ASADABAD, Afghanistan -- Religious scholars have joined government officials in a remote eastern province to convince the insurgents to allow children in the regions they control to be vaccinated against the crippling infectious disease polio.
The ulema, or Islamic clerics, have approached the Taliban, Islamic State (IS) militants, and allied militant factions that control territory in mountainous Kunar Province to allow government medical staff to administer vaccines amid fears that the region might be on the cusp of a polio outbreak after one case was confirmed this month.
Hard-line Islamist militants in Afghanistan and Pakistan oppose polio vaccination campaigns because they view it as a conspiracy to sterilize Muslim children. Some extremists allege that such efforts are a cover for Western spies.
But Mawlawi Waliullah, a prominent Kunar cleric, says Islamic teachings do not forbid polio vaccines.
“Vaccines are halal (Arabic for allowed) in the religion,” he told Radio Free Afghanistan. “Our prophet instructed us to protect ourselves from deadly diseases.”
Ghulamullah Wiqad, another Kunar cleric, called on the insurgents to not ban vital health care without sufficient grounding in Islamic teachings.
“It’s not a good idea to play with the lives of our children because of political goals,” he told Radio Free Afghanistan. “The militants have no religious rulings or texts supporting their claims. They should allow vaccination because it benefits our future generations.”
Haji Muhammad Ishaq, head of the Afghan Health Ministry’s immunization program in Kunar, says they recently confirmed the first polio case in the province.

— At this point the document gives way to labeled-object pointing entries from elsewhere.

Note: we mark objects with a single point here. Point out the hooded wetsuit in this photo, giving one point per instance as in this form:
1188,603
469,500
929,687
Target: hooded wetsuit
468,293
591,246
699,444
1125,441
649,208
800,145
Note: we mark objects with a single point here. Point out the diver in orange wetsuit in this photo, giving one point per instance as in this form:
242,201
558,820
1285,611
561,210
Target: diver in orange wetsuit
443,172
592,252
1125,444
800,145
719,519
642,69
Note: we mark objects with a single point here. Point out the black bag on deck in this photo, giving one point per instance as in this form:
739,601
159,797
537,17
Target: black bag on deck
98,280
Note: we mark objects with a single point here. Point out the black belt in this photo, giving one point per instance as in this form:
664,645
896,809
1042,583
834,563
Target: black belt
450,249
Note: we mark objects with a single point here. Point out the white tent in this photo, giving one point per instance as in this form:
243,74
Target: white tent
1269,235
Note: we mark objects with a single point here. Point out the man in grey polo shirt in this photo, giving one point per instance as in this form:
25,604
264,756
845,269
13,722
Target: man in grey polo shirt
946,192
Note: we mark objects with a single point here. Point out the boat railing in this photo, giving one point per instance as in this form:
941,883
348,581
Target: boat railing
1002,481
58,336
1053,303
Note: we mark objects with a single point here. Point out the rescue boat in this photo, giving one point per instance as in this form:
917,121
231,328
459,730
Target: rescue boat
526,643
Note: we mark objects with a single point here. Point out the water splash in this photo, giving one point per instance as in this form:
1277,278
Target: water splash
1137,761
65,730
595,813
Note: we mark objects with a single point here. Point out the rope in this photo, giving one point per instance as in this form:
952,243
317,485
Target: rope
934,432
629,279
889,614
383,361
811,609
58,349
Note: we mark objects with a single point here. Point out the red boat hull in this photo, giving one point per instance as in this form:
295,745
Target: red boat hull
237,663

He told Radio Free Afghanistan that they recently confirmed that a 3-year-old girl in Ghaziabad district has the disease. “We sent her tests to Islamabad [in neighboring Pakistan], and unfortunately it is now confirmed that she is a victim,” he said.
He says the government’s vaccination campaign faces threats in nine of 12 Kunar districts.
“We estimate more than 10,000 children are unlikely to be vaccinated in Pech, Watapur, and Chawkay districts because Daesh militants there have banned our immunization efforts,” Ishaq said, referring to IS by its Arabic acronym.
He says that by the end of last year they were unable to vaccinate14,000 children but this number has now risen to 18,000 during the ongoing immunization drive.
Mawlawi Sayed Waliullah, another cleric in Kunar, says that despite repeated discussions the insurgents have been unable to unable to provide any proof for their anti-vaccine rhetoric.
“We have urged them to back their claims [that these vaccines violate religious teachings] with logical arguments,” he said.
Ishaq says the delegations of clerics and tribal elders have so far failed to change the militants’ views on vaccination. “So far, we have only received negative answers,” he said.
But clerics and tribal leaders in the region are adamant they will try to convince militants to allow Kunar’s residents to let their children be vaccinated.
In 2016, at least four polio cases were reported in Kunar, but no cases were discovered the following year.
Abubakar Siddique wrote this story based on Rohullah Anwari’s reporting from Asadabad, Afghanistan.